In fact, I hardly feel like it’s a “disorder” I’m living with at this point, partly because it’s as much a part of me as my green eyes and left-handedness, and partly because in the last few years I’ve learned to use some terrific tools and strategies that enhance my strengths and minimize the, uh, “foggy” side of me.

In this blog, I’ll look at the characteristics of ADD as it often manifests in girls and women, how I came to be classified with this “label”, what I’ve worked to overcome, and the many treatments, both medical and behavioural, that we can choose from as individuals living and even thriving with ADD.
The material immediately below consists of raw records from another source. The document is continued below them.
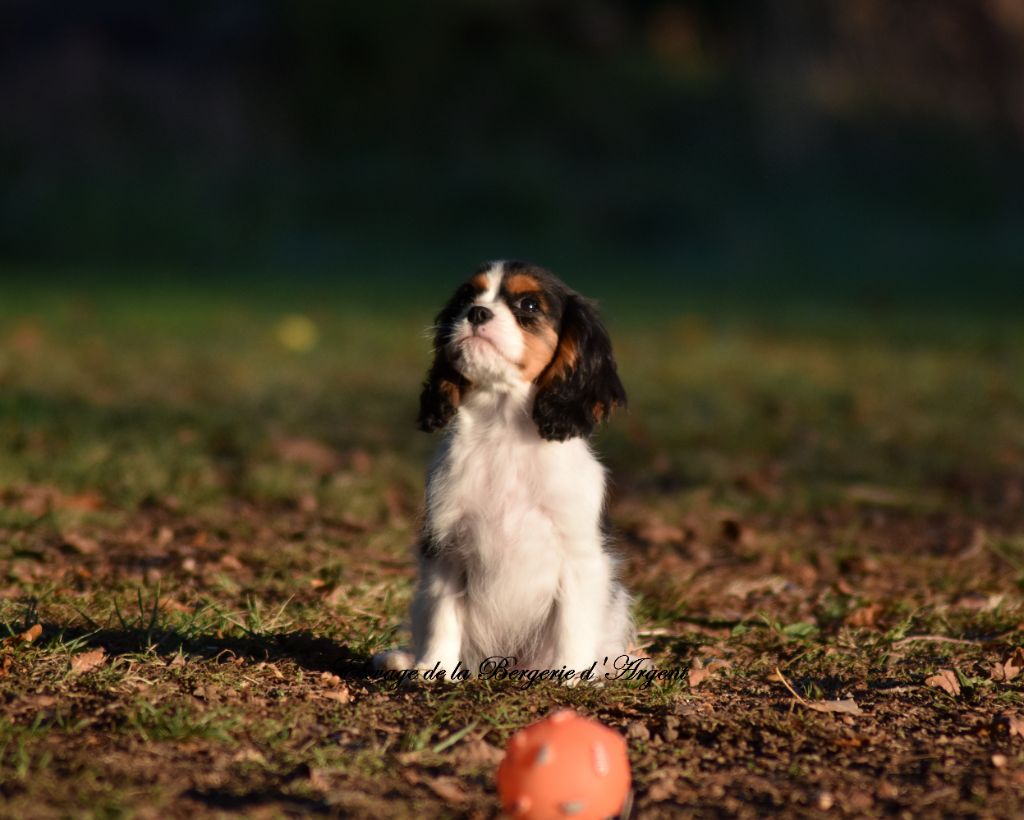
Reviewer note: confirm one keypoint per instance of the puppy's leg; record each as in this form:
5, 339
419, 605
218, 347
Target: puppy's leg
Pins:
437, 614
585, 591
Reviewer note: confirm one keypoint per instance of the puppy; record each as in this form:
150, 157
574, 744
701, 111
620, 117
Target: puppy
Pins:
512, 559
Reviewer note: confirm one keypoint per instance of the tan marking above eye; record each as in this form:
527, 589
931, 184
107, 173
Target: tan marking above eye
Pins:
520, 284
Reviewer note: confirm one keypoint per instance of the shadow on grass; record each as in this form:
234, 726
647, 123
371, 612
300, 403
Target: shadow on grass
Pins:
309, 651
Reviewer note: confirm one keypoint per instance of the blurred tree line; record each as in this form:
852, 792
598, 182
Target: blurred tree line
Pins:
697, 134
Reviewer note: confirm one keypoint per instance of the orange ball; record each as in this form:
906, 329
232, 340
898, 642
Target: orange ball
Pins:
564, 766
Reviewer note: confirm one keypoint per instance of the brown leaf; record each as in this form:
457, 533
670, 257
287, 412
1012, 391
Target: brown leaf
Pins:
342, 695
87, 661
845, 706
865, 616
81, 544
946, 679
31, 634
1010, 667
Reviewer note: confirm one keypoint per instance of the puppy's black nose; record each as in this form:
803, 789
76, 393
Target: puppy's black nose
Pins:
478, 314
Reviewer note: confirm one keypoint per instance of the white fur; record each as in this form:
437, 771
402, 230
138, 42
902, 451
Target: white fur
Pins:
521, 566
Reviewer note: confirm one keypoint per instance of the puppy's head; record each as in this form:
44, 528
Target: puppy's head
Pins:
515, 325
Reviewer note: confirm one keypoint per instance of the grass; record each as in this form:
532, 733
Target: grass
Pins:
226, 513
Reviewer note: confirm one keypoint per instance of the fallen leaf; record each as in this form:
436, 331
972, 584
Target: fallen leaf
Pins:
1010, 667
31, 634
658, 533
477, 752
697, 674
342, 695
946, 679
865, 616
87, 660
446, 788
846, 706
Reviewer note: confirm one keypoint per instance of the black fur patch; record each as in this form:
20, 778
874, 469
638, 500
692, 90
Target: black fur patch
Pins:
571, 403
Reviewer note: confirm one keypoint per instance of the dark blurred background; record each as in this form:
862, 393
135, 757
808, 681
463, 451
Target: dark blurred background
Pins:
859, 149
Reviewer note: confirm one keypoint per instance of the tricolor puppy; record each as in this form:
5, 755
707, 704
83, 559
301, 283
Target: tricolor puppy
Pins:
513, 560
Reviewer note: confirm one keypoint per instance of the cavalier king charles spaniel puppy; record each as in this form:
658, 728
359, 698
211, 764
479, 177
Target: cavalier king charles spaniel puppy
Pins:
513, 560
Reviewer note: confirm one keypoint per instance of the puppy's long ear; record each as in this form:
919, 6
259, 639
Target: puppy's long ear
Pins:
440, 396
443, 385
581, 385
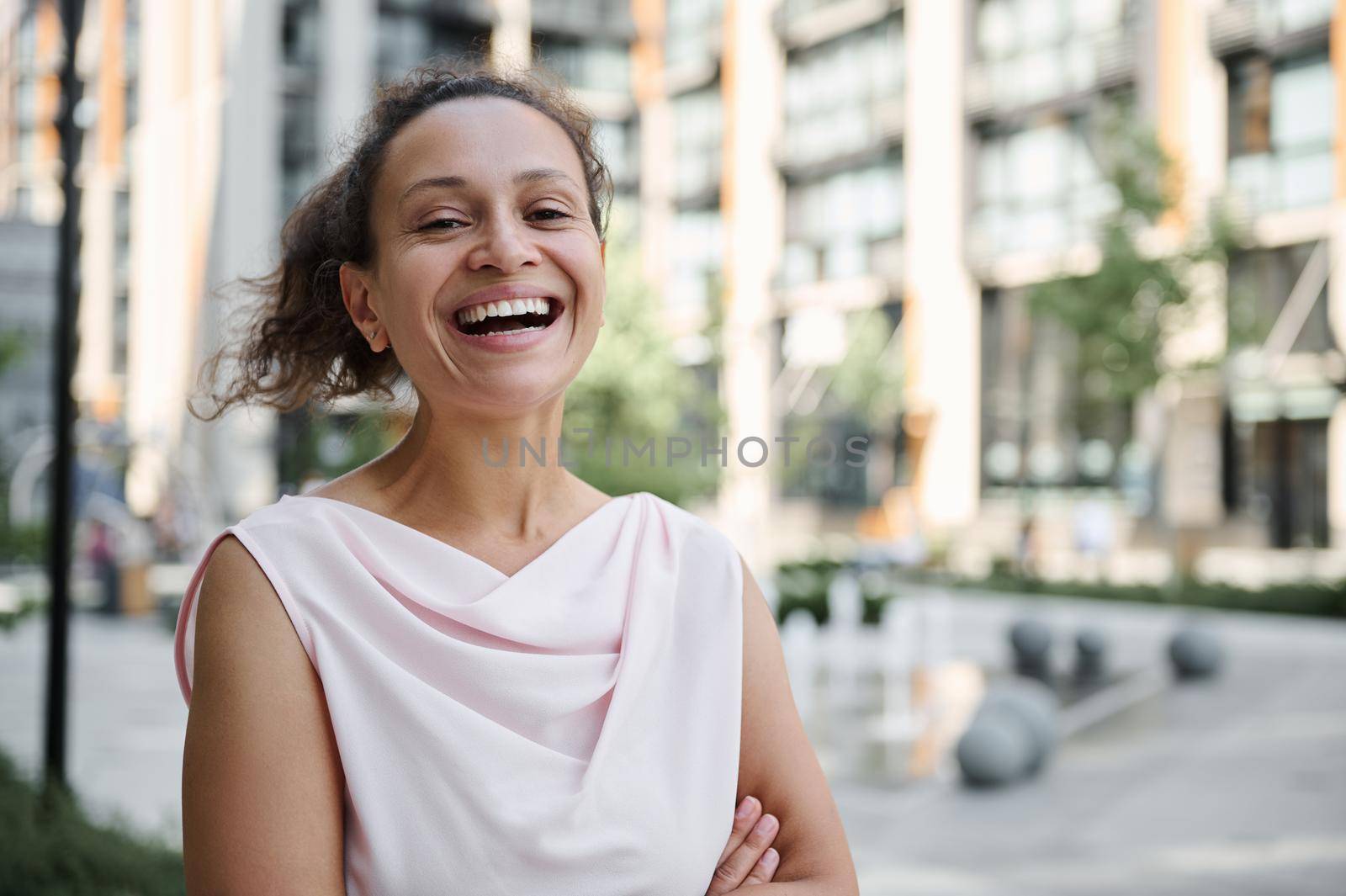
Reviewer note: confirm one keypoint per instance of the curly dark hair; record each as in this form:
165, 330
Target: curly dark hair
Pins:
300, 343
It will go beyond ADD as well, and explore the potential of the human mind, the plasticity of our remarkable brain, and the infinite possibilities that absolutely are still the birthright of you and every person, whatever your situation and whatever struggles you work to overcome.

I’m sure I’ll find a place on this blog for the requisite disclaimers.  I’m not a doctor or a psychologist, and of course I recommend that you consult with your own medical professional in the process of diagnosing, treating and ultimately living with ADD or any other condition that resembles it (and believe me, ADD comes in many packages.  What works for me won’t work for everyone, and vice versa).